I'm sure we've all seen or heard various documentaries about the history of popular music in North America that have traced the roots of jazz and blues music back to the tribal sounds of Africa. The blues developed out of the songs, "hollers", that the slaves used to sing while working in the fields that were a mixture of old tribal rhythms and the Christian hymns that the slave owners forced down their chattel's throats in an attempt to pacify them. However, most of us are probably unfamiliar with how the music that developed in both North and South America returned to Africa to influence the popular music scene in various West African nations.

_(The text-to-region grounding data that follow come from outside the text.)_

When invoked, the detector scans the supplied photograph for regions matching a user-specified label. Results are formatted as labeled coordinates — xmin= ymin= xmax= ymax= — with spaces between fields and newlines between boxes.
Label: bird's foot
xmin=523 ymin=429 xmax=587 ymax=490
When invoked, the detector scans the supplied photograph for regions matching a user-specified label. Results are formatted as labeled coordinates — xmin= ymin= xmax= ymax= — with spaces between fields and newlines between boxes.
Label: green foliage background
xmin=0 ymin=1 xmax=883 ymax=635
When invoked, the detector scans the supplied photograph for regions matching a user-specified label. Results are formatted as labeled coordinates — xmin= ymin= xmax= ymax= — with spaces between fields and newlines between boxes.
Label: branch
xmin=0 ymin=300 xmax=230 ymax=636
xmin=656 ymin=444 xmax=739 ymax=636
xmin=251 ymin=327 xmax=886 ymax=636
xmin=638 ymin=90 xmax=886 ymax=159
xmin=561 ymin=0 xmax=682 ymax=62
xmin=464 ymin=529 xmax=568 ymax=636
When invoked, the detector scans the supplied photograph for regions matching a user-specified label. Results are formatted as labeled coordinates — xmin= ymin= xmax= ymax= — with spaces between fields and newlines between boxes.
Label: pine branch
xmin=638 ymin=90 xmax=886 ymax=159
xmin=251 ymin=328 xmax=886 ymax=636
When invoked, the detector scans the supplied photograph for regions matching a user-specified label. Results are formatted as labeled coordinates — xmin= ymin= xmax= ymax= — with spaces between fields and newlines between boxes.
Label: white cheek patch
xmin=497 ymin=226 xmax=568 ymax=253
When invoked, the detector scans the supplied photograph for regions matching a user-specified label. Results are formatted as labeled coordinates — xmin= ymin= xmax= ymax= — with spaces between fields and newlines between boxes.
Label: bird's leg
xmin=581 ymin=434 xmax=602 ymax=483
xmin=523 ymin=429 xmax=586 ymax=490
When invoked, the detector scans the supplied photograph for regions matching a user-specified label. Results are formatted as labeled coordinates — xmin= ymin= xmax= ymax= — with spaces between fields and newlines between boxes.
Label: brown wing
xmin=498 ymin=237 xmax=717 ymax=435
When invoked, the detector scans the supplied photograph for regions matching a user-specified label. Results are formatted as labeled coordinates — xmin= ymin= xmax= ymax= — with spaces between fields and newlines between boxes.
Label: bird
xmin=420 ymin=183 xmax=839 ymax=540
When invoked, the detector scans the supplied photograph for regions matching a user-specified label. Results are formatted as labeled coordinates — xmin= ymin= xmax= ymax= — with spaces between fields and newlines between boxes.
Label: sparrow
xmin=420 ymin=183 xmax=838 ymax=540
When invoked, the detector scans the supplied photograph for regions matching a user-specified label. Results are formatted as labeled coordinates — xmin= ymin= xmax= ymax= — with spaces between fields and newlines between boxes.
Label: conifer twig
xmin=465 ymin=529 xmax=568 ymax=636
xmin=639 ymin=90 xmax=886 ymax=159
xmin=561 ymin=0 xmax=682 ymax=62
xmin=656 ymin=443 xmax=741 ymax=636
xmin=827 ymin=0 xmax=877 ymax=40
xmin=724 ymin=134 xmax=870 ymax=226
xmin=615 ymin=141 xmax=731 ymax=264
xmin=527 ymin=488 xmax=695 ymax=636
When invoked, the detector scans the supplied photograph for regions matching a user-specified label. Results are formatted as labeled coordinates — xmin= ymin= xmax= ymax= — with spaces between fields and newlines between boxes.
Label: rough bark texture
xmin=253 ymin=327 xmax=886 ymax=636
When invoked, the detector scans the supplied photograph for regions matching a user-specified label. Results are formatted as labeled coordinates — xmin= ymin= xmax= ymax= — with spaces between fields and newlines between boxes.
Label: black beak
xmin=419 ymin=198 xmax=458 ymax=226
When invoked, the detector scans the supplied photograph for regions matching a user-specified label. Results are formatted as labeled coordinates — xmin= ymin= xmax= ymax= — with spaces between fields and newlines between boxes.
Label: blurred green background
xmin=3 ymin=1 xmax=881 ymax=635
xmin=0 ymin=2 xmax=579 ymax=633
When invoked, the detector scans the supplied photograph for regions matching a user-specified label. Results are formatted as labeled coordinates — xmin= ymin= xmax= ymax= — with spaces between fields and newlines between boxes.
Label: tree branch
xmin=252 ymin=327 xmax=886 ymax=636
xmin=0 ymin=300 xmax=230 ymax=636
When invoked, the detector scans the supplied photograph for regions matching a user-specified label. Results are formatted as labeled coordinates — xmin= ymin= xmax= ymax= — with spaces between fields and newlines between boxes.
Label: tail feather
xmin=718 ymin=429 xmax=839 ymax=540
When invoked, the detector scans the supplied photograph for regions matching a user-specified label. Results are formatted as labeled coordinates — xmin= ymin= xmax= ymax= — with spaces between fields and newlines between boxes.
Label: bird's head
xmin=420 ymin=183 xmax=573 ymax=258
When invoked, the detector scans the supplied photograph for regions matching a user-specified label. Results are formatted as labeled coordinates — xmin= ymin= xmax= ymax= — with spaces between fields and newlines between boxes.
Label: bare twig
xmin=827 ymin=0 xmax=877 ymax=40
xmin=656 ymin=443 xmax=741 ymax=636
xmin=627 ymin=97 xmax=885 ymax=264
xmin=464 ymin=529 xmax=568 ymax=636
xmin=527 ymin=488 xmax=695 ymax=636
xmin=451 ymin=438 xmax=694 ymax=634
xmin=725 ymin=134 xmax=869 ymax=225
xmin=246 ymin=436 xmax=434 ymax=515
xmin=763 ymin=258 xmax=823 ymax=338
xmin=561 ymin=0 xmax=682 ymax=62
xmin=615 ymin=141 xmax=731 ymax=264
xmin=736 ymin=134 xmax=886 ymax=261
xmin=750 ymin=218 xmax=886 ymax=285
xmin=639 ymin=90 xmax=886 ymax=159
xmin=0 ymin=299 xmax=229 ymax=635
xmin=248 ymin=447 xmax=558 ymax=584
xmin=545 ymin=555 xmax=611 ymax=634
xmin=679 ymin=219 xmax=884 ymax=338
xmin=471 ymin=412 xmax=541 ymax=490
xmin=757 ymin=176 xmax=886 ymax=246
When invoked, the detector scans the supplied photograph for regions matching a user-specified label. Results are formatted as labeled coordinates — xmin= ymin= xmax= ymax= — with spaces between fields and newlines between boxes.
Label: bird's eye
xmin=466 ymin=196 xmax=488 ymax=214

In the 1980s, thanks to Peter Gabriel's World Of Music and Dance (WOMAD) festival, African popular music started to come to the attention of European and North American audiences. Performers like King Sunny Ade from Nigeria exposed us to the previously unheard of genres high life and juju: guitar driven, high energy, and exuberant music that kept people on the dance floor for hours on end. However Nigeria was only the tip of a widespread pop music scene in Africa. Thinking that King Sunny Ade represented African pop music would have been as stupid as thinking a blues musician from Chicago represented all of North American pop music.
Benin lies on the West coast of Africa and butts up against Nigeria in the south, Niger in the east, and equally tiny Togo to the north. What distinguishes Benin from its neighbours is the fact that it happens to be home to Vodoun - or as we know it over here Voodoo. So it should be no surprise that the popular music of Benin draws heavily upon the rhythms of Vodoun rituals, but what is surprising is the other influences that have come into play. The Vodoun Effect: Funk & Sato From Benin's Obscure Labels 1973-1975 a recent release on the Analog Africa from Germany, that has collected together fourteen tracks by one of Benin's most popular bands, Orchestre Poly-Rythmo de Cotonou. Recorded in the 1970s on a variety of small independent labels, they show not only the Vodoun influence but how music from both South and North America found its way back across the Atlantic Ocean.

According to the publicity material that came with the disc, in the late 19th century a group of freed slaves from Brazil returned to Benin and over the years their dances and songs were incorporated into Beninese ritual, and from there worked their way into the popular culture. In the 1960s and 1970s American soul and funk music started making its presence felt in Africa, and along with the sounds of pop music from neighbouring Nigeria were assimilated into the popular music scene in Benin.